WUCF Leverages Royal Wedding for Successful Multi-Channel Passport Promotion Strategy
Last year, we reported how Houston Public Media was seeing an increase in Passport activations due to a broad, multi-channel focus. In short, the station promotes Passport week in and week out. In Central Florida, WUCF had been taking a similarly deliberate approach.
“Anything we’re doing now, we’re trying to include Passport,” says Joshua Hamel, membership manager. “We just really want to make sure we’re hammering it as much as possible. If we have any space in our traffic—even just a 30-second spot or a few lines in a letter—we’re talking about the benefits of Passport.”
Going into pledge drive, WUCF shot pledge-specific Passport appeals as well as evergreen spots. It mentioned Passport in mailings and email messaging as well as online.
A Matching Grant
One factor that gave the station a built-in advantage was a grant from a local charitable foundation. “Our stations’ major gift officer has been building a relationship with this foundation for many years, and they have invested in a number of projects. One area of investment has continued to be the British programming on WUCF, and these funds have been used as a matching grant challenge in honor of the British heritage of one of its namesakes.”
To take advantage of this, WUCF created spots to promote the grant and the ease of using Passport to watch British programming. Hamel describes these spots as “Monty Python-esque.” They relied on deliberately low-budget animation—picture cut-outs with moving mouths—to promote what WUCF labeled its “British Telly Fund.” The minute-long spots called attention to the ease of watching across-the-pond entertainment. “It’s really just ‘Do you love British programming? Do you love the mysteries and drama? Sign up for Passport now,” Hamel says.
The Royal Wedding
A certain big nuptial event on May 19, 2018, at Windsor Castle in the United Kingdom presented a particularly appropriate opportunity to air those promotional spots. “Obviously we took advantage,” says Hamel. “There’s not going to be another royal wedding for, what, 20 years? That’s a situation that’s not going to come up every day.”
WUCF aired the British Telly spot strategically before and after the shows leading up to and including the Saturday morning royal wedding coverage following the national pledge break. The decision brought immediate results. That weekend, WUCF saw a huge spike in Passport, web and phone pledges: 145 pledges totaling $12,302. Forty-three of those pledges were sustainers, for an annual total of nearly $5,000. “Normally on a week this time of year, I might get 10 or 20 pledges,” says Hamel. The week of the royal wedding brought ten times that amount.
Most of the pledges didn’t happen during the wedding coverage itself, but over the course of the day on Saturday and into Sunday. “There was clearly a lot of DVRing,” Hamel says. “There were very few calls. Most were purely through our website and the instant gratification page we set up at PBS.org.” Though the station was also offering a British Telly Fund-related mug as a thank-you gift, very few people donated specifically for the mug.
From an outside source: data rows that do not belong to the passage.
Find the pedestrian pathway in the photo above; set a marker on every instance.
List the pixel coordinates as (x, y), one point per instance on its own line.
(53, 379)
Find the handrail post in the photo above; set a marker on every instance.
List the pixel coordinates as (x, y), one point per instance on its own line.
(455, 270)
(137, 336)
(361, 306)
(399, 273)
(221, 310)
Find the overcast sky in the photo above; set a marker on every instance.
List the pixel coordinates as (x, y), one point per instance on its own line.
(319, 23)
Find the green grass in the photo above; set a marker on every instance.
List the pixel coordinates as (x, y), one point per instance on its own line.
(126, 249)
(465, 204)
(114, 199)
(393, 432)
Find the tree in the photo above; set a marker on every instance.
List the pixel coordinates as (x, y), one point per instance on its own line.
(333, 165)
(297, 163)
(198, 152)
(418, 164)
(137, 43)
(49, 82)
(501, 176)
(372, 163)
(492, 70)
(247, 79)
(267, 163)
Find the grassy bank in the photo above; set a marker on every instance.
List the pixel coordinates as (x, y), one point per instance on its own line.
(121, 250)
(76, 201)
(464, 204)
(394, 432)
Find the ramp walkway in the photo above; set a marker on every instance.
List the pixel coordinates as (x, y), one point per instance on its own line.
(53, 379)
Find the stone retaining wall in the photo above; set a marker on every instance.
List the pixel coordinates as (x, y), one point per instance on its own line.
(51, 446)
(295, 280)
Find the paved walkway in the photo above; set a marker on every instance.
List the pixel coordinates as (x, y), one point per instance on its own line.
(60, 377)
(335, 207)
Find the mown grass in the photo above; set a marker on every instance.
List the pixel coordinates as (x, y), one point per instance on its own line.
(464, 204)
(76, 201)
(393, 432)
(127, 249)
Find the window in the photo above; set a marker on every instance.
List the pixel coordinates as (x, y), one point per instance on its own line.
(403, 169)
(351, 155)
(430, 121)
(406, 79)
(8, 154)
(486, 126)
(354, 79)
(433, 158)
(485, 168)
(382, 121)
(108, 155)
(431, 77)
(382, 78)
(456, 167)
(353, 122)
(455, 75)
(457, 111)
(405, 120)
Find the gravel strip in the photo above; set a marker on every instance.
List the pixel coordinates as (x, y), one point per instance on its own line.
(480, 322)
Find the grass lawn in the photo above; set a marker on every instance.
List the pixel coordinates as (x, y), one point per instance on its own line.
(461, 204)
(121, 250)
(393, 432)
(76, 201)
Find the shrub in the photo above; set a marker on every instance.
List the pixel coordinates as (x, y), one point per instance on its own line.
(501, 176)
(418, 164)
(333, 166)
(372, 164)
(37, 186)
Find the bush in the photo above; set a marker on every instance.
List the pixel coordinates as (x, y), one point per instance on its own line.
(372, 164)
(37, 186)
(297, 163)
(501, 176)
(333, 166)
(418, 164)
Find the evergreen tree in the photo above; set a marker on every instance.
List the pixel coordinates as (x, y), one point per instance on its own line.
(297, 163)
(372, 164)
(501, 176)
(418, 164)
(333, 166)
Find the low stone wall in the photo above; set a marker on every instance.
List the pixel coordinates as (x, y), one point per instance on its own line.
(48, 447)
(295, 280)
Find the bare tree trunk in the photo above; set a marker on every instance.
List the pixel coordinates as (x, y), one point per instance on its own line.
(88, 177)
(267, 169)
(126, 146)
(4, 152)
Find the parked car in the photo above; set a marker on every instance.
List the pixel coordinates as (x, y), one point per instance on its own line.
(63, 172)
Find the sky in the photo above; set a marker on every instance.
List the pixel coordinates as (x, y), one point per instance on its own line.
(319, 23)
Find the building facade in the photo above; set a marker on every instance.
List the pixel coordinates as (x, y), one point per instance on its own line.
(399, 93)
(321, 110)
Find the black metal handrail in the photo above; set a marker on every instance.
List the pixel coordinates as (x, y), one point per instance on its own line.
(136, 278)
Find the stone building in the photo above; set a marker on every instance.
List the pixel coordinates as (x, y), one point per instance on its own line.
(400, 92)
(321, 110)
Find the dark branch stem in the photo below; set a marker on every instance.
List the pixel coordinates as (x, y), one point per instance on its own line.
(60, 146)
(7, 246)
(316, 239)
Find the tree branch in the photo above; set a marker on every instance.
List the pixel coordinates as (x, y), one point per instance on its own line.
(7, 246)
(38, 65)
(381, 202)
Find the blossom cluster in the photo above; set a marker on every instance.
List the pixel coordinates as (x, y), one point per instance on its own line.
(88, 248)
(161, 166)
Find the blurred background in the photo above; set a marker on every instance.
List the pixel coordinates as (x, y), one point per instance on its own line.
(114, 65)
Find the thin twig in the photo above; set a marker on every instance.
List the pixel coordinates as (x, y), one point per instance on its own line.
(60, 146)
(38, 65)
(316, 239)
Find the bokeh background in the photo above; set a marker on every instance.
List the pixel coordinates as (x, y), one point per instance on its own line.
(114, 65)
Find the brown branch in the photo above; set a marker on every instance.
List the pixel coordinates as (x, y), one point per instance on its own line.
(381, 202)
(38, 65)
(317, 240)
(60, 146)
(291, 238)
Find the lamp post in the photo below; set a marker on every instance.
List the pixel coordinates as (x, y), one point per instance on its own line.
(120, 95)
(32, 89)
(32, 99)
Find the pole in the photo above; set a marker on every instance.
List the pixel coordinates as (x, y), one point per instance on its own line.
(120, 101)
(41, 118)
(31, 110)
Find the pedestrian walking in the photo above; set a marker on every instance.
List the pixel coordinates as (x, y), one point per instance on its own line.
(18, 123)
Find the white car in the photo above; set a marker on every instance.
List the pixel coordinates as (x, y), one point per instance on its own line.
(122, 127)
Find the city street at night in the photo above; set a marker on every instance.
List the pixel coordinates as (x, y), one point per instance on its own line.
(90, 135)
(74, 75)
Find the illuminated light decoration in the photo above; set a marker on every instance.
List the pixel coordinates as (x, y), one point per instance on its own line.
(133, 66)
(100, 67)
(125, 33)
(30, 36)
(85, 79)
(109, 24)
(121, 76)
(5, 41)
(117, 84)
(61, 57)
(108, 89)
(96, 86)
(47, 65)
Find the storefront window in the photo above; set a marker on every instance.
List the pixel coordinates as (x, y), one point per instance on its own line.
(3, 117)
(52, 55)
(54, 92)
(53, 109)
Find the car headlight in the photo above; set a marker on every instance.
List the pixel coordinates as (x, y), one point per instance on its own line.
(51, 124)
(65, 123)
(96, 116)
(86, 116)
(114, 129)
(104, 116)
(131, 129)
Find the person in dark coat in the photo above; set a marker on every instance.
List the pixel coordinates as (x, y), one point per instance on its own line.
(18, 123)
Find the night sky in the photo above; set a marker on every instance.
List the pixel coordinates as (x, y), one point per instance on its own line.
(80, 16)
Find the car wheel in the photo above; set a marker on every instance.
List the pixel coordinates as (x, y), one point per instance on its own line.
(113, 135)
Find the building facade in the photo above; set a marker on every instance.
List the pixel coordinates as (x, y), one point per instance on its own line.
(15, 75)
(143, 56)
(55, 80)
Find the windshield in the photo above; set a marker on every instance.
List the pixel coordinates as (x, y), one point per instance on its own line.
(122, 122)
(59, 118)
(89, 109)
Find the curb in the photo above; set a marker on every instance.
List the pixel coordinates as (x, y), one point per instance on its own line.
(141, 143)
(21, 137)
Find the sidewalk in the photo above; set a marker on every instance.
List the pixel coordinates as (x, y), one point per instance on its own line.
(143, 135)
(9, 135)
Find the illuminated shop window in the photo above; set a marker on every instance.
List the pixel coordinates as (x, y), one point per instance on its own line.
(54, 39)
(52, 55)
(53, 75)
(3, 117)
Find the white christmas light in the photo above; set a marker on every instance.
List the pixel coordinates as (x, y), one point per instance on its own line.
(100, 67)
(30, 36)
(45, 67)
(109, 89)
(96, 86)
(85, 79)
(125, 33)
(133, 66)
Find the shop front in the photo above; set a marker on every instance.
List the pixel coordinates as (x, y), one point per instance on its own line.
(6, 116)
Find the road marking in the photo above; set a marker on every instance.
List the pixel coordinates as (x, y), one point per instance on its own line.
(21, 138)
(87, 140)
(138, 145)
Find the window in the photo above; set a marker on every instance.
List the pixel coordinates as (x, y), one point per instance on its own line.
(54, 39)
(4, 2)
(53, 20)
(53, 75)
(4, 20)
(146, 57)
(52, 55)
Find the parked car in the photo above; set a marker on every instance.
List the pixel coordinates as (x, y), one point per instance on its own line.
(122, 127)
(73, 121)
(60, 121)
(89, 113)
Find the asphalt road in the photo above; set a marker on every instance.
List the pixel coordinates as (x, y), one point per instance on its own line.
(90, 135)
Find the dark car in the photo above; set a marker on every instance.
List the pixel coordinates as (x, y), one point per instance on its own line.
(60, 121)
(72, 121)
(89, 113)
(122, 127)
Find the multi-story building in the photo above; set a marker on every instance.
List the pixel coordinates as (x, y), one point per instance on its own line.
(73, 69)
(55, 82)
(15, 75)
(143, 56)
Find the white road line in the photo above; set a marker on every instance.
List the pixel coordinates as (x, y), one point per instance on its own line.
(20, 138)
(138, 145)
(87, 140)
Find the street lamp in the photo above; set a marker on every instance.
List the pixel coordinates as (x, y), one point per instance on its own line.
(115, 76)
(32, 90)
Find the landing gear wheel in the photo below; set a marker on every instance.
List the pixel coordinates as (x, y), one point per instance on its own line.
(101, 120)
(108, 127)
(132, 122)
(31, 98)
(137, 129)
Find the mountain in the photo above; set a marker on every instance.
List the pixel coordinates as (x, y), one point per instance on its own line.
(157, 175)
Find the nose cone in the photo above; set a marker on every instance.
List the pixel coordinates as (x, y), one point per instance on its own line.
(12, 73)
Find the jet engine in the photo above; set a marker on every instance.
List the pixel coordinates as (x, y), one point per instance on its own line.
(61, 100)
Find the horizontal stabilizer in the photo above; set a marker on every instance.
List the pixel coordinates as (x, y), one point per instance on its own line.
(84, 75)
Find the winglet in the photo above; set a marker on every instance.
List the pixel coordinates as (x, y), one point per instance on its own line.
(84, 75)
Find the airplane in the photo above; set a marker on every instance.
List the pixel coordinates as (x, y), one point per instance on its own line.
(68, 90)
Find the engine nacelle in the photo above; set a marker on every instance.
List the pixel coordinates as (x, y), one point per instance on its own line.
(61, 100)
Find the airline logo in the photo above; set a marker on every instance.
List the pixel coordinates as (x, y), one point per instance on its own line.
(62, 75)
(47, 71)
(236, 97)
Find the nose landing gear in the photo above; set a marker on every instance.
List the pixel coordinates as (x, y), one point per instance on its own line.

Hamel attributes almost all of the activity to the wedding.
The New Norm
While the royal wedding may have been a once-in-a-generation event, WUCF aims to continue using the “British Telly Fund” to drive Passport interest and registration. “We are really trying to push this. We’re not just holding it to drives or major events, but pushing this as our new norm,” says Hamel. In addition to the fun ads, the station is beginning to produce a series of spots allowing donors to talk about Passport, how easy it is to set up, and the programming they enjoy watching on it.
Hamel admits not every station will have a local foundation providing a generous matching grant—but every station can be intentional with a multi-channel approach to Passport promotion. He and WUCF believe every opportunity to communicate to viewers is an opportunity to promote Passport.
“We’re just trying to make sure, if we’re going on the air or talking through email or snail mail, then we find some way to mention Passport and information about setting it up,” says Hamel. That deliberate focus just happened to coincide with the matching grant and an event that attracted worldwide attention. “In the end, it came down to strong relationship building, careful spot production and placement, and a little luck.”